909.4
Civilizational Discourse and Models Of Modernity In The Meiji Revolution

Thursday, July 17, 2014: 6:30 PM
Room: Booth 56
Oral Presentation
Jeremy SMITH , Education and arts, University of Ballarat, Ballarat, Australia
During the Meiji revolution, Japanese writings on international arena, Western empires and the Western tradition nourished a discourse on civilization. At the same time, Japan’s civilizational works also reflected debate on models of modernity. Over the course of consolidation of the Meiji regime, deep engagement with different foreign traditions produced an exceptionally intense phase of inter-civilizational engagement which left a significant legacy. In this paper, three episodes of interpretation of civilization and modernity are explored: the construction of an urban public sphere in which this civilizational discourse emerged, creation (through conceptual and linguistic translation) of entirely new vocabularies for philosophy and sociology, and the conflicts around political perspectives expressed by the popular democracy movement of the 1870s. In the urban public sphere and the popular movement, Japanese intellectuals actively interpreted and relativized the cultures, religions and ideologies of other civilizations against a native cultural core. The famous Meirokusha publishing house and its journal Meiroku Zasshi instituted a centre of civilizational discourse for intellectual elites and the urban public sphere that they participated in.
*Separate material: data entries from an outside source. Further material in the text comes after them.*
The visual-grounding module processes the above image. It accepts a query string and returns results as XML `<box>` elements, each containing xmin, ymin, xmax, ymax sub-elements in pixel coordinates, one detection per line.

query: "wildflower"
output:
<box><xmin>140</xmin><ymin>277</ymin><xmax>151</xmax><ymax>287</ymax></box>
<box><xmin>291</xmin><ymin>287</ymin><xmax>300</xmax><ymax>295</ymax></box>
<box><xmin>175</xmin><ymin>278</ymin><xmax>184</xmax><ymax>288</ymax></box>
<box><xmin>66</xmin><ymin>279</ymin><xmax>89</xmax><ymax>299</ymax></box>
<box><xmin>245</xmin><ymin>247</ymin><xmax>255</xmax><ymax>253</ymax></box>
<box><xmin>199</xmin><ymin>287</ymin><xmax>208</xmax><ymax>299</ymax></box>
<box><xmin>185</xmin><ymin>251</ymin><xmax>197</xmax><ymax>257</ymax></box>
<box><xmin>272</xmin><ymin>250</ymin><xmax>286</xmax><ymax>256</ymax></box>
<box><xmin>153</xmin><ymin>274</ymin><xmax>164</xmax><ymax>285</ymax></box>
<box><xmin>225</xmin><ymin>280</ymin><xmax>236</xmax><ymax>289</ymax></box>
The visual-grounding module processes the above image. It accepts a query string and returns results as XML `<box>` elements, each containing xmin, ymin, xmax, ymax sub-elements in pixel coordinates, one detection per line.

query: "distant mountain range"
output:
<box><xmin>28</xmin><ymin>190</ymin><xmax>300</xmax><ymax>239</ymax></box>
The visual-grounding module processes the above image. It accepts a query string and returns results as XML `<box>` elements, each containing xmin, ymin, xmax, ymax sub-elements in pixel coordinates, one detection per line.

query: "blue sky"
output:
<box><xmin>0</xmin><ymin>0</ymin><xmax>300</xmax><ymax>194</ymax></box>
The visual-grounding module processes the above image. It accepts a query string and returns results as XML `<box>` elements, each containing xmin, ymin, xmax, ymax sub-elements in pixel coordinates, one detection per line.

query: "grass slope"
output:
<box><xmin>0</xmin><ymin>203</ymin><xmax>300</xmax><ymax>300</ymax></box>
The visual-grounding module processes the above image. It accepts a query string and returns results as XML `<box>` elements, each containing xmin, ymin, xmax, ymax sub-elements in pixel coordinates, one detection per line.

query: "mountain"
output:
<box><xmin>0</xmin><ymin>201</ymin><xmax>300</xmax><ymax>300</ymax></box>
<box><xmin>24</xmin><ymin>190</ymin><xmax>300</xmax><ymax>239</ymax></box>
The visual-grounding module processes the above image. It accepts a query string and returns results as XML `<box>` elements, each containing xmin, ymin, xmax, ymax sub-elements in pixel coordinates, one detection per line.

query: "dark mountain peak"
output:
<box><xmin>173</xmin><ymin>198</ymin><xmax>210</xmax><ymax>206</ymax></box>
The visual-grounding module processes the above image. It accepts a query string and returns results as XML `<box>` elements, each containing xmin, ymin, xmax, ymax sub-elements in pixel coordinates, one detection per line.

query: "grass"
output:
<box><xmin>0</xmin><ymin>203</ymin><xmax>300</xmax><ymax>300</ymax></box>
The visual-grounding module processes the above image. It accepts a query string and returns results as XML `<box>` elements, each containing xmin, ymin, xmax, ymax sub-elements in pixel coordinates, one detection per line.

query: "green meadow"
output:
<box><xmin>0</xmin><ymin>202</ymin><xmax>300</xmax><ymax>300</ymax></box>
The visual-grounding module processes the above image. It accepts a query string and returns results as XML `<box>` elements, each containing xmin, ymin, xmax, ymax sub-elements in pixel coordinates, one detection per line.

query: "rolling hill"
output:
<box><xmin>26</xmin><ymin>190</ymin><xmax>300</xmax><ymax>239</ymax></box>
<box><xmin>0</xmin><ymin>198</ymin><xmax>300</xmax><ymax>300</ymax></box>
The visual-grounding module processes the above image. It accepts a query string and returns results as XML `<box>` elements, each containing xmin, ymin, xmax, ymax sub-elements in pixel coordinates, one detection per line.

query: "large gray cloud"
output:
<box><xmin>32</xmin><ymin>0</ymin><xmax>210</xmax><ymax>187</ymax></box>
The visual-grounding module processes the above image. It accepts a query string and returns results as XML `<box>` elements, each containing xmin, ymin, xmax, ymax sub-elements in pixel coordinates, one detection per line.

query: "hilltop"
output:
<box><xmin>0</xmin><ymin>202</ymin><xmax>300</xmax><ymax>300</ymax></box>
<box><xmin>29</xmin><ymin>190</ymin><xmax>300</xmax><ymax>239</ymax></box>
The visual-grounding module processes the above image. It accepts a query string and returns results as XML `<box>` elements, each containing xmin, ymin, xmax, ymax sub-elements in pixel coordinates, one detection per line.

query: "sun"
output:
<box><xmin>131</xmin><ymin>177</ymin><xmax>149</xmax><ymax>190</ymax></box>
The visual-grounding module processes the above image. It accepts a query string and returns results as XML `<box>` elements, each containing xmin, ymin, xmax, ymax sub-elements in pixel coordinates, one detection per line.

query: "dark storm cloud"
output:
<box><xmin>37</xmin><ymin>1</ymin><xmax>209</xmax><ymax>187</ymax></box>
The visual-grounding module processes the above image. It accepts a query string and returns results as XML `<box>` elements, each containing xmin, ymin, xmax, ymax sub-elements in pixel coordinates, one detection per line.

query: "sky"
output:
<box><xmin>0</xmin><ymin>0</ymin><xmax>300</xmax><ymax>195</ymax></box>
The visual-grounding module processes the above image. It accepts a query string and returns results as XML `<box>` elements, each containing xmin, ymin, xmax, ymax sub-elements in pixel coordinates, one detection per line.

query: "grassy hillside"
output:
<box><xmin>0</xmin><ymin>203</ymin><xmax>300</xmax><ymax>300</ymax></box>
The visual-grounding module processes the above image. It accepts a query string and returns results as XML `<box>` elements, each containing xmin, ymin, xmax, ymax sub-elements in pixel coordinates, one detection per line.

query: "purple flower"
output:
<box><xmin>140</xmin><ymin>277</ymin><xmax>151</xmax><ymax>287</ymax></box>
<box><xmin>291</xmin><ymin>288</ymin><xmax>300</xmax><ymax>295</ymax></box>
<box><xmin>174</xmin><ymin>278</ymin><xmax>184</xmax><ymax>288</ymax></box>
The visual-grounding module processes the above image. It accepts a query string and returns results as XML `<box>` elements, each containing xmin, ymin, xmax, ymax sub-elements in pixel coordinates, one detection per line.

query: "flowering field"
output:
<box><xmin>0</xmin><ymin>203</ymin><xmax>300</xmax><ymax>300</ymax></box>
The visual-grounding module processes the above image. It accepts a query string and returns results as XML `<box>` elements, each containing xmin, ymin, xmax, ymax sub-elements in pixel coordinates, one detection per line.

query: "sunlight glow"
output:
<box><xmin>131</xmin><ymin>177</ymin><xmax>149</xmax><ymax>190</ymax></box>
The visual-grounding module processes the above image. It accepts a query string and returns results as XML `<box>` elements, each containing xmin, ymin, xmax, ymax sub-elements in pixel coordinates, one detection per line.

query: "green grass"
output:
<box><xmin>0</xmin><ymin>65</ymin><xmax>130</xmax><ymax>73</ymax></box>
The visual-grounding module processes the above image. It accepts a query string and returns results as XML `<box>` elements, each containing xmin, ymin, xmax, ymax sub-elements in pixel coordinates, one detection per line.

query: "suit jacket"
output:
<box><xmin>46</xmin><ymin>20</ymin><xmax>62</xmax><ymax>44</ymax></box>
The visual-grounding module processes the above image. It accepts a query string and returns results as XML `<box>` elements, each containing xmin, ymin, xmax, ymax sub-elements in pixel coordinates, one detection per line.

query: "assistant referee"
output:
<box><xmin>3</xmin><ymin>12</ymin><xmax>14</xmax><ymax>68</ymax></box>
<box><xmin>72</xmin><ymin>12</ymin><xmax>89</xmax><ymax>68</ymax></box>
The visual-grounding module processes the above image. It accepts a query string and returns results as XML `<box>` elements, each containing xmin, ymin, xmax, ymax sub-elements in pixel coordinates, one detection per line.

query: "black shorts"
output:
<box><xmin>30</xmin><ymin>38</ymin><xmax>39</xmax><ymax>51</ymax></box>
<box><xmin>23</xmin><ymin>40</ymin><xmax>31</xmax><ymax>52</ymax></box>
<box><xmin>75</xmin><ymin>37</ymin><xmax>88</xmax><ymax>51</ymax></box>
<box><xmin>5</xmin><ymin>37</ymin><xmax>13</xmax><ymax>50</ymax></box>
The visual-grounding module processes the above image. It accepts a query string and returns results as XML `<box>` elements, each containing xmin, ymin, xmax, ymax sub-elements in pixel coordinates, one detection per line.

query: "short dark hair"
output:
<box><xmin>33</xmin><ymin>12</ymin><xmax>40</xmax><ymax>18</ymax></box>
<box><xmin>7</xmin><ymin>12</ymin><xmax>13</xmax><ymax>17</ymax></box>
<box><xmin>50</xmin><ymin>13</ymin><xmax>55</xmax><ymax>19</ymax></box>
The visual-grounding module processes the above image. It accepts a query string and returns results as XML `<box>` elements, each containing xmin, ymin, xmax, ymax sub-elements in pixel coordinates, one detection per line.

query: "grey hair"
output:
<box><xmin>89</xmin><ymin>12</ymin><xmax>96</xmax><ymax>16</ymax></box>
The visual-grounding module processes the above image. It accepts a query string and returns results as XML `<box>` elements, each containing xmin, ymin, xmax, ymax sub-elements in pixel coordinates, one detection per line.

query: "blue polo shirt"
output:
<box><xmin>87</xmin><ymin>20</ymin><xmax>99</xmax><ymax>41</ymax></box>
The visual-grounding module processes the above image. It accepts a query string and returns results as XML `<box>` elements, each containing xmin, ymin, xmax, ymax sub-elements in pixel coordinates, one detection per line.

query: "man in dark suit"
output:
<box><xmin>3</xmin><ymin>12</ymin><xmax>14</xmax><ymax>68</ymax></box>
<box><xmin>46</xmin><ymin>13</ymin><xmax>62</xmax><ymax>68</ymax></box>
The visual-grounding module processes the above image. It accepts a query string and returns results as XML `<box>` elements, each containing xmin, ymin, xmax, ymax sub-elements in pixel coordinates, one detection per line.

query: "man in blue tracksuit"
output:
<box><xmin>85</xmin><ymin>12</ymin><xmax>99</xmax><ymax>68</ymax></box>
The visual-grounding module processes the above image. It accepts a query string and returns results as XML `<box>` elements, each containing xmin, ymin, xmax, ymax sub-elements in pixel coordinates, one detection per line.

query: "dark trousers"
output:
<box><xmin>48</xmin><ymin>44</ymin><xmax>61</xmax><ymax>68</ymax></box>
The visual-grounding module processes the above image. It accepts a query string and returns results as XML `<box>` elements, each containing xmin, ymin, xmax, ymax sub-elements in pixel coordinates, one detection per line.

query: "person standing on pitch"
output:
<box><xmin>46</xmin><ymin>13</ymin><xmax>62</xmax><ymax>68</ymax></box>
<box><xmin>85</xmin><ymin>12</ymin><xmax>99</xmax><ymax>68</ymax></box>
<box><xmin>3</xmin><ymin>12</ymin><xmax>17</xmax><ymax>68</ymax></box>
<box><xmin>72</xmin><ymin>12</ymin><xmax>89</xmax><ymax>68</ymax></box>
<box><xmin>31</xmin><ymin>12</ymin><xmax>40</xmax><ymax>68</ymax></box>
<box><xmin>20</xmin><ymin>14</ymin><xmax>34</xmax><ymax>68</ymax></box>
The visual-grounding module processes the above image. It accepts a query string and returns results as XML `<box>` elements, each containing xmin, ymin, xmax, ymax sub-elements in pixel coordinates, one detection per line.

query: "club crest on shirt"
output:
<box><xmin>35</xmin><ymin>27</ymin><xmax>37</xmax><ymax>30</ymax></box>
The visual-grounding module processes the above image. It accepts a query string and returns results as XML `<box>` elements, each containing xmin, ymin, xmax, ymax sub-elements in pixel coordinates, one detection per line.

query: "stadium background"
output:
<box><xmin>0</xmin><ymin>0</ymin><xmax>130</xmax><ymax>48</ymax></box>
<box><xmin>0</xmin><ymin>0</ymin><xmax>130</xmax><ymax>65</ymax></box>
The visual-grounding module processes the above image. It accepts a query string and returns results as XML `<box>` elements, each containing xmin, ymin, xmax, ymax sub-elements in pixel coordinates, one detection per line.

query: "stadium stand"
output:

Within that public sphere, the Meirokusha set in train historically and culturally specific processes of translation of Western thought which included translation of the concept of ‘society’ itself and the development of Japanese vocabularies for philosophy and sociology. Social and political conflict around modernity manifested also in the wider movement for popular rights that arose in the 1870s and then subsided. A main claim of the paper is that consolidation of Japan’s imperial polity in the 1890s superseded all three sets of interpretations developed by the Meirokusha intelligentsia and the popular movement, but not the civilizational discourse that they instituted.